Absalom, Absalom! (Faulkner)

Book Reviews
Absalom is the stor of Thomas Sutpen, who in 1833 strives to create a dynasty out of a swamp, and who ultimately self-destructs....Absalom! Absalom! is about the South, taking on one of Faulkner's major themes: the region's destruction, or self-destruction, through human will, racism, slavery, and miscegenation. This is a stunning work—exciting, even breath-taking—and challenging. It is, after all Faulkner. But it's the story that Gone with the Wind never told...
A LitLovers LitPick (Feb. '09)


[Absalom, Absalom!] represents an entirely new departure into complexity for Faulkner. He nas been complex before, but never uncommunicative. Occasionally there are passages of great power and beauty in this book, which remind us that Faulkner is still a writer with a unique figt of illuminating dark corners of the human soul.... For the rest, Absalom, Absalom! must be left to those hardy souls who care for puzzles.
Harold Strauss - New York Times Book Review  (11/1/1936)


The critics...now tell us that his style is florid, that his plots are hard to follow, that he sometimes shows bad taste in his choice of material.... On the other hand, I can think of no other living American author who writes with the same intensity or who carries us so completely into a world of his own.
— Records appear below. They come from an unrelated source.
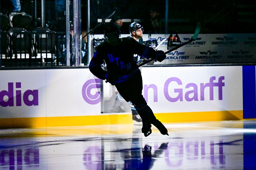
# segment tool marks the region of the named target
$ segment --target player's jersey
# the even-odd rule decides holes
[[[133,38],[131,35],[130,35],[130,36],[129,36],[128,37],[131,37],[132,38]],[[139,40],[138,41],[138,42],[140,43],[140,44],[143,44],[143,39],[142,39],[142,37],[140,38],[139,39]],[[137,63],[137,64],[138,65],[142,61],[142,59],[140,57],[140,56],[137,54],[135,54],[133,55],[133,60],[135,61],[136,61]]]
[[[141,44],[133,39],[126,37],[119,39],[118,46],[113,47],[105,42],[99,45],[90,62],[91,71],[98,78],[104,80],[107,72],[100,65],[104,61],[108,73],[115,74],[115,83],[123,82],[139,71],[133,55],[137,54],[146,58],[155,58],[156,52],[152,48]]]

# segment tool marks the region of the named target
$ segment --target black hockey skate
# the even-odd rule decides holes
[[[169,135],[168,134],[168,131],[167,130],[167,129],[166,129],[161,122],[157,119],[156,119],[156,122],[153,123],[153,125],[156,126],[158,129],[159,131],[160,131],[160,133],[161,133],[161,134],[164,135],[167,135],[169,136]]]
[[[142,125],[141,132],[144,134],[145,137],[147,137],[152,133],[151,129],[151,124],[149,119],[142,119]]]
[[[158,129],[160,131],[161,134],[164,135],[167,135],[169,136],[169,135],[168,134],[168,131],[167,130],[167,129],[161,122],[156,118],[156,117],[152,110],[150,112],[149,116],[150,123],[153,124],[153,125]]]

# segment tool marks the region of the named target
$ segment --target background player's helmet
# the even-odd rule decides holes
[[[111,24],[107,26],[104,29],[104,38],[108,39],[108,34],[110,33],[115,33],[117,38],[119,37],[119,29],[117,26]]]
[[[135,33],[136,30],[140,28],[141,28],[142,31],[144,31],[143,30],[143,27],[141,26],[140,24],[136,22],[133,22],[129,26],[129,30],[131,33],[132,31]]]

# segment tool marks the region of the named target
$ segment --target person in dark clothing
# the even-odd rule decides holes
[[[160,11],[157,8],[152,7],[149,11],[150,18],[144,21],[146,33],[162,33],[164,29],[160,18]]]
[[[157,119],[142,95],[142,78],[133,55],[154,58],[161,62],[166,55],[162,51],[155,51],[151,48],[141,44],[133,38],[119,38],[118,27],[114,25],[104,29],[104,37],[107,41],[100,44],[90,62],[89,68],[97,78],[106,79],[115,85],[127,102],[131,101],[142,119],[141,132],[147,137],[152,133],[151,124],[156,126],[163,135],[168,135],[164,125]],[[107,71],[101,65],[105,61]]]

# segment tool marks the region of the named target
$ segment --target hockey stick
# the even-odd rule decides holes
[[[199,22],[198,22],[196,23],[196,31],[195,32],[195,33],[194,33],[194,35],[193,35],[193,36],[192,37],[192,38],[190,39],[189,41],[184,42],[182,44],[180,44],[180,45],[178,45],[177,47],[175,47],[171,49],[170,50],[168,50],[167,51],[164,52],[164,54],[168,54],[168,53],[170,53],[170,52],[171,52],[173,51],[174,51],[174,50],[177,49],[179,48],[180,48],[181,47],[183,47],[184,45],[187,44],[188,44],[191,42],[193,41],[194,41],[196,40],[196,38],[198,36],[198,34],[199,34],[199,32],[200,31],[200,28],[201,27],[201,24]],[[137,66],[137,67],[139,68],[140,66],[143,66],[144,64],[146,64],[147,63],[148,63],[150,62],[151,62],[151,61],[153,61],[153,60],[155,60],[155,59],[151,59],[150,60],[149,60],[147,61],[145,61],[144,63],[141,63],[140,64],[139,64]]]
[[[160,43],[159,43],[159,44],[158,44],[157,45],[157,46],[156,46],[156,48],[155,48],[155,50],[157,49],[159,47],[159,46],[160,46],[160,45],[163,44],[163,43],[166,40],[167,40],[167,38],[165,38],[164,39],[162,40],[162,41],[160,42]]]

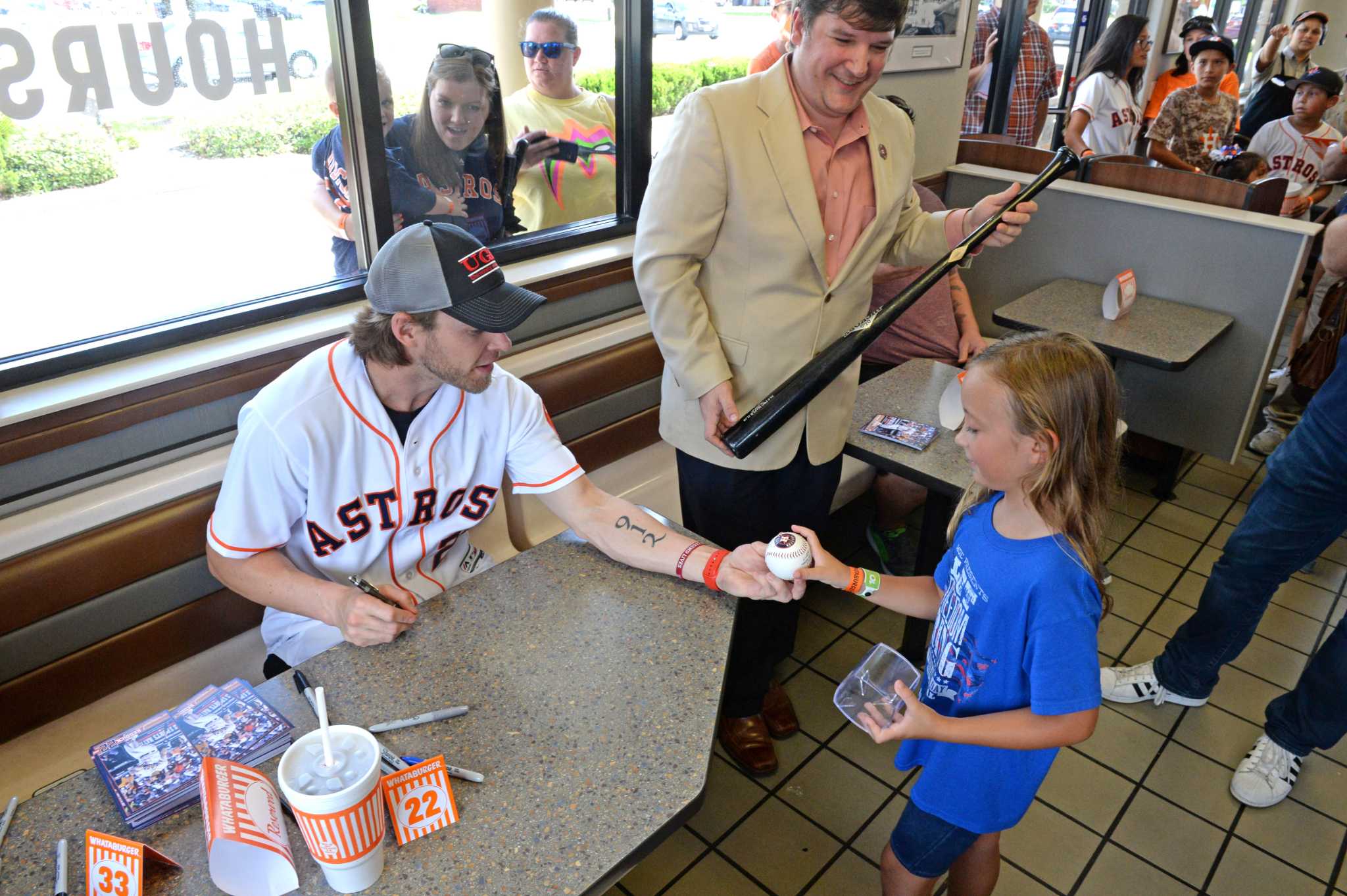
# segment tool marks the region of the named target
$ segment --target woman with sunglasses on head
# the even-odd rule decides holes
[[[1154,42],[1145,16],[1118,16],[1086,57],[1063,132],[1080,155],[1129,155],[1141,130],[1137,87]]]
[[[388,143],[400,147],[403,167],[458,213],[430,219],[457,225],[484,244],[520,230],[511,200],[517,164],[506,152],[498,83],[492,54],[440,44],[420,110],[397,118],[388,133]],[[423,219],[407,217],[403,226]]]
[[[515,186],[515,206],[528,230],[617,210],[613,97],[575,85],[578,42],[575,22],[555,9],[537,9],[524,24],[519,48],[528,86],[506,97],[505,128],[513,140],[529,141],[525,161],[532,164],[520,168]]]
[[[1156,83],[1150,87],[1150,101],[1146,102],[1145,122],[1150,122],[1160,114],[1165,105],[1165,97],[1181,87],[1191,87],[1197,83],[1197,75],[1188,69],[1188,50],[1199,40],[1216,36],[1216,23],[1211,16],[1193,16],[1179,28],[1179,38],[1183,40],[1183,52],[1175,57],[1175,67],[1160,73]],[[1228,93],[1235,101],[1239,100],[1239,75],[1234,67],[1220,79],[1220,93]]]

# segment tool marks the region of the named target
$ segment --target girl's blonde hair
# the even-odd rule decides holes
[[[412,152],[416,153],[416,164],[430,175],[436,186],[457,190],[463,183],[463,163],[458,153],[445,145],[445,141],[435,132],[435,121],[430,116],[430,94],[440,81],[455,83],[475,81],[481,86],[482,100],[488,108],[482,133],[486,135],[486,149],[494,179],[492,186],[498,187],[505,179],[505,112],[501,105],[496,66],[481,50],[471,50],[447,59],[436,54],[435,61],[430,63],[430,71],[426,73],[426,89],[422,91],[420,112],[412,124]],[[504,199],[501,196],[502,202]]]
[[[1047,463],[1030,472],[1024,492],[1043,521],[1061,533],[1103,588],[1103,538],[1109,503],[1118,490],[1118,406],[1121,391],[1109,359],[1070,332],[1022,332],[1002,339],[968,362],[1009,393],[1010,420],[1022,436],[1053,444]],[[991,495],[968,486],[946,537]],[[1105,595],[1105,611],[1109,599]]]

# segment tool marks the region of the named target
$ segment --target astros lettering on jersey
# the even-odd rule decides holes
[[[1300,133],[1289,117],[1277,118],[1258,129],[1249,141],[1249,152],[1266,159],[1272,174],[1313,190],[1319,186],[1324,153],[1338,140],[1342,140],[1342,135],[1329,125],[1321,124],[1307,135]]]
[[[505,474],[519,494],[583,475],[537,393],[500,367],[481,394],[440,386],[403,444],[343,339],[244,405],[207,541],[224,557],[275,549],[311,576],[358,574],[420,601],[490,566],[465,533],[490,513]],[[342,640],[272,607],[261,634],[290,665]]]

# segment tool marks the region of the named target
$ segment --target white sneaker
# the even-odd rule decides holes
[[[1259,735],[1230,779],[1230,794],[1245,806],[1265,809],[1286,799],[1300,775],[1301,757]]]
[[[1140,666],[1114,666],[1113,669],[1100,669],[1099,690],[1103,692],[1103,698],[1111,700],[1115,704],[1140,704],[1144,700],[1150,700],[1156,704],[1156,706],[1161,704],[1202,706],[1207,702],[1206,697],[1183,697],[1165,690],[1160,685],[1160,679],[1156,678],[1154,670],[1150,667],[1150,663],[1153,662],[1153,659],[1148,659]]]
[[[1277,424],[1268,424],[1262,432],[1249,440],[1249,451],[1270,455],[1277,451],[1277,445],[1286,441],[1286,431]]]

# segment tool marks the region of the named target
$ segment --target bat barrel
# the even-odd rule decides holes
[[[836,379],[847,366],[851,365],[870,344],[880,338],[885,330],[902,316],[917,299],[920,299],[940,277],[946,276],[951,268],[956,266],[964,256],[977,249],[983,239],[990,237],[997,225],[1008,211],[1013,211],[1021,202],[1029,202],[1044,188],[1068,171],[1079,167],[1080,159],[1070,148],[1057,149],[1052,161],[1048,163],[1037,178],[1034,178],[1014,199],[1004,209],[983,221],[978,227],[964,237],[963,242],[950,250],[950,253],[927,268],[920,277],[913,280],[907,289],[890,299],[882,308],[872,312],[865,320],[857,324],[850,332],[835,340],[820,354],[810,359],[803,367],[791,374],[791,378],[777,386],[762,401],[756,404],[738,422],[725,431],[725,444],[730,452],[742,460],[754,448],[772,437],[772,435],[785,424],[787,420],[797,414],[811,401],[819,397],[828,385]]]

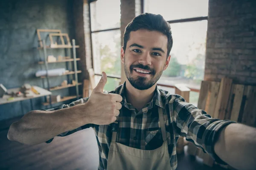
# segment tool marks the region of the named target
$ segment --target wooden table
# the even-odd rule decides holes
[[[39,97],[42,97],[45,96],[50,95],[52,94],[52,92],[47,90],[46,90],[43,88],[41,88],[39,87],[33,86],[33,87],[40,93],[39,94],[35,94],[31,91],[31,93],[33,94],[33,96],[30,97],[24,97],[23,96],[20,97],[14,97],[14,99],[10,100],[8,100],[8,99],[10,97],[11,97],[11,96],[4,95],[2,98],[0,98],[0,105],[3,105],[6,103],[12,103],[13,102],[21,102],[23,100],[30,99],[30,104],[31,105],[31,108],[32,110],[34,110],[33,107],[33,104],[32,103],[32,99],[34,99]],[[20,88],[11,88],[8,89],[7,91],[9,93],[12,93],[12,92],[16,93],[20,91]],[[21,104],[21,103],[20,104],[21,106],[22,106],[22,105]]]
There is no American author or our time who has undertaken and partly completed a more ambitious series of novels and stories.... Faulkner has been writing a sort of human comedy that was partly inspired by his reading of Balzac.
Malcolm Cowley - New York Times  (10/29/1944)


Faulkner…belongs to the full-dressed post-Flaubert group of Conrad, Joyce, and Proust.
Edmund Wilson


For all his concern with the South, Faulkner was actually seeking out the nature of man. Thus we must return to him for that continuity of moral purpose which made for the greatness of our classics.
Ralph Ellison


For all the range of effect, philosophical weight, originality of style, variety of characterization, humor, and tragic intensity, [Faulkner's works] are without equal in our time and country.